HANOI (AFP) – North Korea yesterday promised further negotiations with the United States (US), as both sides sought to hold open the door while staking out their positions after their Hanoi summit spectacularly failed to produce a nuclear deal.

The second meeting between the North’s leader Kim Jong-un and US President Donald Trump broke up in disarray on Thursday, with a signing ceremony cancelled and no joint communiqué issued.

Each sought to blame the other’s intransigence for the deadlock, with Trump saying Pyongyang wanted all sanctions imposed on it over its banned weapons programmes lifted.
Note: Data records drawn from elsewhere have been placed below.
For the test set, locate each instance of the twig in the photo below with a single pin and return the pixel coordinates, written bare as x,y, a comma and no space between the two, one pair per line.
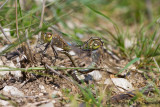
4,4
130,94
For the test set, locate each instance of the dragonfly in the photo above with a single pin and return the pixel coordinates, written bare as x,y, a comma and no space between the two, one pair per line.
55,40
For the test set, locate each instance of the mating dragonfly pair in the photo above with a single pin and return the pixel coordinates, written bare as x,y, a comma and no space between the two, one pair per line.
54,40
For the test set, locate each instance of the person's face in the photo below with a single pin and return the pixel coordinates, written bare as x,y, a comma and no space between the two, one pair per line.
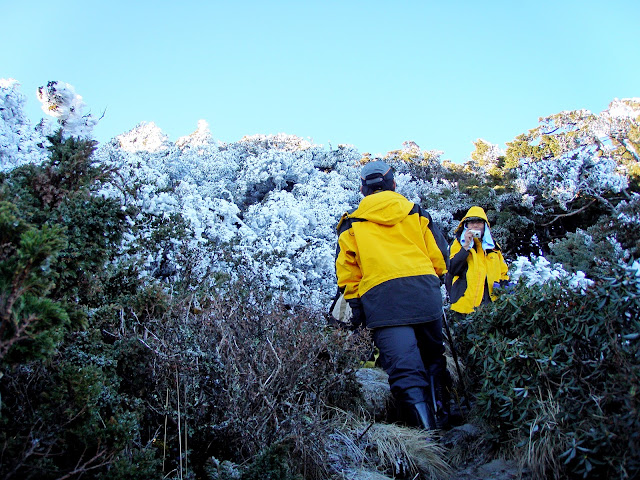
476,225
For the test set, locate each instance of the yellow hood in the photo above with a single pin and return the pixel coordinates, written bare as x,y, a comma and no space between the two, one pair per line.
474,212
384,208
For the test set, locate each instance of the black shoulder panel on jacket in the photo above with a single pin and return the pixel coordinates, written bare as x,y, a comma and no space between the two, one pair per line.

But in a rare late-night press briefing, the North Korean Foreign Minister said it had only wanted some of the measures eased, and that its offer to close “all the nuclear production facilities” at its Yongbyon complex was the best it could ever offer.

Despite the deadlock, the North’s official KCNA news agency reported yesterday that the two leaders had had a “constructive and candid exchange”.

North Korea’s leader Kim Jong-un and Vietnam’s President Nguyen Phu Trong attend a welcoming ceremony and review an honour guard at the Presidential Palace in Hanoi. – AFP

Relations between the two countries – on opposite sides of the technically still-unfinished Korean War – had been “characterised by mistrust and antagonism” for decades, it said, and there were “inevitable hardships and difficulties” on the way to forging a new relationship.

It described the Hanoi meeting as “successful” and said Kim had promised Trump another encounter.

Similarly, Trump said before leaving the Vietnamese capital that he hoped to meet Kim again.

“Sometimes you have to walk and this was just one of those times,” an unusually downbeat Trump told reporters.

“I’d much rather do it right than do it fast,” he said, while reaffirming his “close relationship” with Kim. “There’s a warmth that we have and I hope that stays, I think it will.”

South Korea’s dovish President Moon Jae-in, who has brokered talks between the US and the North, sought to take the positives.

The talks had made “meaningful progress”, with Trump and Kim building “more trust” and “mutual understanding”, Moon said in a speech in Seoul. The outcome in Hanoi fell far short of the pre-meeting expectations and hopes, after critics said their initial historic meeting in Singapore – which produced only a vague commitment from Kim to work “towards complete denuclearisation of the Korean peninsula” – was more style over substance.

According to senior US officials, in the week leading up to the Hanoi summit the North Koreans had demanded the lifting of effectively all the UN Security Council economic sanctions imposed on Pyongyang since March 2016.